Zeynep Hilal Demirci – 1999 / Artvin

Kudüs’e gitmek.. İnsanın hayali iki kelimeye sığar mı? Sığar. İnsan devamlı kurduğu hayale yaklaştıkça, adımları hızlandıkça hep farklı hissediyor hissetmesine ama bu hayal Kudüs ise, hisler de adımlar da heyecanlar da farklılaşıyor. Daha evvel bir kez ziyaret etme fırsatı bulduğum Kudüs’e bu kez Kudüs Kumbarası ekibi ile gitmek nasip olduğunda; ilkinde attığım adımlar, hissettiğim heyecan, kurduğum düşler ne kadar farklı ise bu kez de bir o kadar farklı oldu.
Kudüs Kumbarasına benimle birlikte seçilen “kumbaracılar” ile tanışmak, Türkiye’nin bir ucundan bir ucuna hayaller kuran ve bu sayede ortak bir noktada buluşan gençler ile bir araya gelmek, yapacağımız bu güzel ziyareti bir proje ile taçlandırmak büyük heyecan veriyordu. Havaalanında birbirimizi bulduğumuz andan itibaren tekrar havaalanına dönene dek, ne yaşasak neye ihtiyacımız olsa birbirimize danıştık. “Kumbaracılar”ın nasıl ince elenerek sık dokunarak belirlendiğini, ortaya çıkan ekibin yakaladığı uyumun tesadüf olamayacağını düşündüm hep. Ettiğimiz sohbetler, çocuklarla oynadığımız oyunlar, projemizin planlamasında ve uygulamasında gösterdiğimiz hassasiyet; birbirini daha önce tanımayan insanların ne güzel bir ekip olabileceğinin örneğiydi. Kudüs’e olan özlemim çok büyüktü. Bu özlemin nihayet dinecek olması beni çok mutlu ediyordu. Ancak bu ziyarette niyetim, yalnızca özlemim dinsin değildi. Taşını da toprağını da tanımak, gönlümü de zihnimi de Kudüs ile doldurmak istiyordum. Nitekim, Kudüs’te gezebileceğim kadar sokak gezmeye, konuşabileceğim kadar Kudüslü ile konuşmaya, onlara selam vermeye, oynayabileceğim kadar Kudüs çocuğuyla oynamaya gayret gösterdim. Tabii hiçbir şey bununla kısıtlı değildi. Çünkü Kudüs’ten dönmek insanın omuzlarına çok önemli bir sorumluluk yükler, biliyordum: Kudüs’ü anlatmak.

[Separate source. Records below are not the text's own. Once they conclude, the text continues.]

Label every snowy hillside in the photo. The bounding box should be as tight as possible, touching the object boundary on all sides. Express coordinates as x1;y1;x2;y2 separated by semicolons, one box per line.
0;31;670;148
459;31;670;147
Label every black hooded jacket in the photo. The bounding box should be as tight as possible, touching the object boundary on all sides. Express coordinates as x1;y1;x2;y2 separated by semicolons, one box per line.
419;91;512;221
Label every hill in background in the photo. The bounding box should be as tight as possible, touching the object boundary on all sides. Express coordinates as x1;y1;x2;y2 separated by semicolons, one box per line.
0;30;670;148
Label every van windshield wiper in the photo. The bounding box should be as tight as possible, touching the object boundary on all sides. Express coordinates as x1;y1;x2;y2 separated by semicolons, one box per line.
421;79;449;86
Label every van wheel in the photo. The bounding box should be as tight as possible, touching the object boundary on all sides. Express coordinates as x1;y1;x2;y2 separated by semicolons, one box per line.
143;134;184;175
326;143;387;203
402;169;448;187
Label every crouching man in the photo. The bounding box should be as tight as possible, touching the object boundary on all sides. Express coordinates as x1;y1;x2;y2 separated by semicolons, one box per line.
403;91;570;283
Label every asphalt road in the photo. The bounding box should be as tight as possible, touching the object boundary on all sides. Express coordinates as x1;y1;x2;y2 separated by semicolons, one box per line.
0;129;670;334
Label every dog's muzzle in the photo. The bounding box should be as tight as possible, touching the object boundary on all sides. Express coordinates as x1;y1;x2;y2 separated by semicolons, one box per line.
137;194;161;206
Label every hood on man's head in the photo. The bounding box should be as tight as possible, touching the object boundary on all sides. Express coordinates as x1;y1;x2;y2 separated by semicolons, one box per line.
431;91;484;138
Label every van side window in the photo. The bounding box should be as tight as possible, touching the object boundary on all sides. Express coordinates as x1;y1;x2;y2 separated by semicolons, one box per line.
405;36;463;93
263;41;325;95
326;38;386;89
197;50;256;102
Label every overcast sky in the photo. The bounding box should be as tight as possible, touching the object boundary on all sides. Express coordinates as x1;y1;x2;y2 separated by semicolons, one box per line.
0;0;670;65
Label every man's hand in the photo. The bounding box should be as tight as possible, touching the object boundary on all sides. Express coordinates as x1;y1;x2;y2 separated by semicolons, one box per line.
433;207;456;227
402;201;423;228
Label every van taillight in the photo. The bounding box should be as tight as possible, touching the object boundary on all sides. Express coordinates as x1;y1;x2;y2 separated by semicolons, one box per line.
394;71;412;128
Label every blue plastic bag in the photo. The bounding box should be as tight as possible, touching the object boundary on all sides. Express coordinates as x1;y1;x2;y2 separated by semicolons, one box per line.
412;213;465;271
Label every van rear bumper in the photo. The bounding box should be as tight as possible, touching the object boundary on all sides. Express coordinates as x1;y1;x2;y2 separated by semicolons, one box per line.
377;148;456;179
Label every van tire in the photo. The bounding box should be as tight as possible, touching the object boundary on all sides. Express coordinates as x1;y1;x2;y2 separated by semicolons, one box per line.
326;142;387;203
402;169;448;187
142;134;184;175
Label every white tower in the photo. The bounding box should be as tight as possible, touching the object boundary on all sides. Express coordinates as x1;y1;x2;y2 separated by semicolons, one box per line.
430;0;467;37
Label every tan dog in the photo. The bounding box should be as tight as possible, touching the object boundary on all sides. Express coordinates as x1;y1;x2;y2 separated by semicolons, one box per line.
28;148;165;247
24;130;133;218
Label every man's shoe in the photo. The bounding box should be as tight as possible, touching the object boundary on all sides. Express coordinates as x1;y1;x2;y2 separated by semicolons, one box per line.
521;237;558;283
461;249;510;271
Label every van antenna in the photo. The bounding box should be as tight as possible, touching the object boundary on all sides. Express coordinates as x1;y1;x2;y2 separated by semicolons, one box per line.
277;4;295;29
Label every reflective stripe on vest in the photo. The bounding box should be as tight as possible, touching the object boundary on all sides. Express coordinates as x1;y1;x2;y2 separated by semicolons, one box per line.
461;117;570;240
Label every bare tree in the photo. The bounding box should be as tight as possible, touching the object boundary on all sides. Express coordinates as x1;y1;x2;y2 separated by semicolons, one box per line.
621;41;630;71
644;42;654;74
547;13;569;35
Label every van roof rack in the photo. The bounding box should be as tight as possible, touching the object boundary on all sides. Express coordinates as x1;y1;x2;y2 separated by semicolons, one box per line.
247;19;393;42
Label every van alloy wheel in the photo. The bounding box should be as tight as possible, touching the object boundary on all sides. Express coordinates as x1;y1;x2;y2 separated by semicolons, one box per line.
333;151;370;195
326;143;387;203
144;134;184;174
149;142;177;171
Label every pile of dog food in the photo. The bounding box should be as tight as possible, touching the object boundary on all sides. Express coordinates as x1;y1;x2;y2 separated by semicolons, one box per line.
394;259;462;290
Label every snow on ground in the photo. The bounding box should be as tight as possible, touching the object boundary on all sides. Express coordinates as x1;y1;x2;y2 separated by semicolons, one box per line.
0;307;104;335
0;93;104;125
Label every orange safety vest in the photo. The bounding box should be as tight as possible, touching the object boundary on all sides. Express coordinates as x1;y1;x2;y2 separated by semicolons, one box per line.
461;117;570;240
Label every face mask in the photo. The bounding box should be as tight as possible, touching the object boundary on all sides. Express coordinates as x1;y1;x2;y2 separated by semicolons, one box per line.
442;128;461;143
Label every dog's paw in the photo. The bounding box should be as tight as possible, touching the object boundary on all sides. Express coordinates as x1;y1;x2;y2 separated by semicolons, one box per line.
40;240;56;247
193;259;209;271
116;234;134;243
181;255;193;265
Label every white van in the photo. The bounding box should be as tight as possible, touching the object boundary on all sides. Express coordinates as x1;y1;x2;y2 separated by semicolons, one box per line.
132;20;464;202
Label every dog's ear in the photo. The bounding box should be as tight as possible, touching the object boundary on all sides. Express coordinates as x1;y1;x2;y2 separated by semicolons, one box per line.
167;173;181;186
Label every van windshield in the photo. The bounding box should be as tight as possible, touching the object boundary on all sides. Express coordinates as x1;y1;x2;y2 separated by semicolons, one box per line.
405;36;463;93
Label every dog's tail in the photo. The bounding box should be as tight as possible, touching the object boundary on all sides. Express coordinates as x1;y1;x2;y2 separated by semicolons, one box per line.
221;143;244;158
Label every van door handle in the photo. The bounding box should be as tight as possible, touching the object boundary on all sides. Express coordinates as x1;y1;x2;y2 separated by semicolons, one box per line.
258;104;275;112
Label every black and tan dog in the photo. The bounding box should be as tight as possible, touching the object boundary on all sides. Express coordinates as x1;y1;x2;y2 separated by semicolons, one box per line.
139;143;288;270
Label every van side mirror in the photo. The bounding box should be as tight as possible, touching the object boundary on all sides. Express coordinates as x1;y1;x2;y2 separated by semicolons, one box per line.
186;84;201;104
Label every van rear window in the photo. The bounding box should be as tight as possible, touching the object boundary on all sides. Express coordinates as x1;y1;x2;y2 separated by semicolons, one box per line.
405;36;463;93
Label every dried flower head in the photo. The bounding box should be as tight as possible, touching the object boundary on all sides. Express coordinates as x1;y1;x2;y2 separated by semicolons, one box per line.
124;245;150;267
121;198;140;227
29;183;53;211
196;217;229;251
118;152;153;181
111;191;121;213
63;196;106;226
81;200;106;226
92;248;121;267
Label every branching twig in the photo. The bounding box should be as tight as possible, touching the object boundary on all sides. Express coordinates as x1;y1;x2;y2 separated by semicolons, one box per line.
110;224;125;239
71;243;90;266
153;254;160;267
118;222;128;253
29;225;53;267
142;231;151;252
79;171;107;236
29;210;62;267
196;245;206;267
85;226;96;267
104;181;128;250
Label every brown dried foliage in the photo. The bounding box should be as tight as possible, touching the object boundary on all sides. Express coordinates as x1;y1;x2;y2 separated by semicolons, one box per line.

Bir şehir hem anlatmakla bitirilemeyecek kadar özel, hem de herkese anlatılarak bildirilmesi gerekecek kadar mühim olabilir miydi? Oluyordu, gördüm.

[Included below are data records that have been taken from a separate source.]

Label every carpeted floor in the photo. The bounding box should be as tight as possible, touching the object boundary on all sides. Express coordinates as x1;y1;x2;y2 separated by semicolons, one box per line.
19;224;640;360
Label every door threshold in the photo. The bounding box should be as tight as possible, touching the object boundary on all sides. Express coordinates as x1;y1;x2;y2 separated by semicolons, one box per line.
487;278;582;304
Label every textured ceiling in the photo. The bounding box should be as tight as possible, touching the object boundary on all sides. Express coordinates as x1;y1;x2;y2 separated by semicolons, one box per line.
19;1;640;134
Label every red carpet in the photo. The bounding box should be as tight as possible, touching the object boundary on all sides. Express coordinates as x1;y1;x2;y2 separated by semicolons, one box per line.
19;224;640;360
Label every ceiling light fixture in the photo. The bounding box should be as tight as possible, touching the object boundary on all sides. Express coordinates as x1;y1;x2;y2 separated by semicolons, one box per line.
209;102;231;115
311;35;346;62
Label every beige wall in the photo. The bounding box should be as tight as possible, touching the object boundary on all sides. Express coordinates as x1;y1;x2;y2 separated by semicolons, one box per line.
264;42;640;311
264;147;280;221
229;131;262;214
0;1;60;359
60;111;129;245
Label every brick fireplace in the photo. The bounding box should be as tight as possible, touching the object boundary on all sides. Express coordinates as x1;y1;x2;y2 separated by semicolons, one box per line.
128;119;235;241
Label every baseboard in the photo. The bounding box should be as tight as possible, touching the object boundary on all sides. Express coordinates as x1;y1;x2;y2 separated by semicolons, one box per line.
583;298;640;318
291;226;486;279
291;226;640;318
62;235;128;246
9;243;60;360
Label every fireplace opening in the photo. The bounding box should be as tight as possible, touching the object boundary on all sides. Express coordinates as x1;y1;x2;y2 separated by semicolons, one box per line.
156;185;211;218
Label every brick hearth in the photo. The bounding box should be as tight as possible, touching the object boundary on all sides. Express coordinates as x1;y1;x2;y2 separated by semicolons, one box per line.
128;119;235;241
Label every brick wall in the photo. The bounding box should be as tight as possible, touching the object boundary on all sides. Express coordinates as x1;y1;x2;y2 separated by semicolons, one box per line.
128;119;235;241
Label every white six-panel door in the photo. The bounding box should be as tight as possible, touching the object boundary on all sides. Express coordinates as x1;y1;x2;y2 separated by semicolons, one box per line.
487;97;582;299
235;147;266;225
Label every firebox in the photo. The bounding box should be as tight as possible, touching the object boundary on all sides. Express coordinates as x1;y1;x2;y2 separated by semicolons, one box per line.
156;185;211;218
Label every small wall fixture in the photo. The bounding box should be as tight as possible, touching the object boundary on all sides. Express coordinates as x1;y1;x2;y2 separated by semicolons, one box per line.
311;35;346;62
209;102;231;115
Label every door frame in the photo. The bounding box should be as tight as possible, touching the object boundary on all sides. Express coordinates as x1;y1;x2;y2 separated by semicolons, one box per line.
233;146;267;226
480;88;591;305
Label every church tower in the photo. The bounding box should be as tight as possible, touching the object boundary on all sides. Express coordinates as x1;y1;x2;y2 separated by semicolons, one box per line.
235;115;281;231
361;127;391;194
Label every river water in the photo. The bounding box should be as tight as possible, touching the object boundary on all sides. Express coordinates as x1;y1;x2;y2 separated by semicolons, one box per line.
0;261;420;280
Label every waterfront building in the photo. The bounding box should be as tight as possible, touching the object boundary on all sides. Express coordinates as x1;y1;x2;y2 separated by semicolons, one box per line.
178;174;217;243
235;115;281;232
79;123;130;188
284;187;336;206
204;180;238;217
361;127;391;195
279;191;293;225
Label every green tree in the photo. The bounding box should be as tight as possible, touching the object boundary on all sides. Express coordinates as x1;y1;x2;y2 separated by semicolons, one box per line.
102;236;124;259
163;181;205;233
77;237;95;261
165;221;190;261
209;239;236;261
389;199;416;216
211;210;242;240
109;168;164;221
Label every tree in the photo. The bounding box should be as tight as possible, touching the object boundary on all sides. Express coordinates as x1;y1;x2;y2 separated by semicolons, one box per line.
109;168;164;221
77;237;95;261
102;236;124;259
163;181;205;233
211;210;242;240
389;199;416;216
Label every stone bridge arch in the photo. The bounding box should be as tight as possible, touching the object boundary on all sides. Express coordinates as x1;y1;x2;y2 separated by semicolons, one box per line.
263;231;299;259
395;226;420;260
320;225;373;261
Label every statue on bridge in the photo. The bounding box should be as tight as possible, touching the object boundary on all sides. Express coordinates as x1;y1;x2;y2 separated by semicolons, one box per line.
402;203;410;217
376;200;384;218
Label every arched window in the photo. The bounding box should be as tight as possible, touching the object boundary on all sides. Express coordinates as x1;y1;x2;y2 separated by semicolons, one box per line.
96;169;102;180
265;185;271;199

İlk ziyaretimde Kudüs’ün kadınları ve çocuklarından çok etkilenmiştim. Her birine yalnızca bakmakla dahi çok şey öğrenilebileceğini görmüştüm. Kudüs Kumbarası ile yaptığım ikinci ziyarette Kudüs esnafının mücadelesinden çok etkilendim. Dükkanlarına yalnızca sahip olmaları ile bile bir mücadele timsaliydiler. Dükkanı işletiyorlar, uğradıkları baskılara aldırış etmeden güler yüzlerini daima muhafaza ediyorlardı. Mescid-i Aksa’nın kapısında nöbet tutan muhafızlar ne kadar muhafızsa, onlar da o kadar muhafızdı. Kumbara ekibi olarak bu hikayeyi anlatmak için bismillah dedik. Yaptığımız bir röportajda “İnsanlar yalnızca popüler dükkanları biliyor. Diğer esnafları tanımıyorlar, önemsemiyorlar.” diye sitem eden esnaf amcaya “Biz sizin hikayenizi anlatacağız. İnsanlar öğrenecek.” demek büyük bir mutluluktu. Allah, o amcaya verdiğimiz sözü tutmayı, Kudüs’ü hem dilimizle hem görüntülerimizle anlatmayı ve anlattıklarımızın muhatabına ulaşmasını nasip etsin. Ama en önemlisi, Kudüs’ü tıpkı oranın kadınları, çocukları, esnafları gibi halimizle anlatmayı nasip etsin. Son olarak, Kudüs Kumbarası’na maddi manevi desteklerini esirgemeyen, bizi kardeşleri gibi gören, yapacağımız projeyi yapmamıza vesile olan herkese teşekkürü bir borç bilirim. Allah, bir sonraki Kudüs Kumbarası seferine genç bir kardeşimi yollamayı nasip etsin.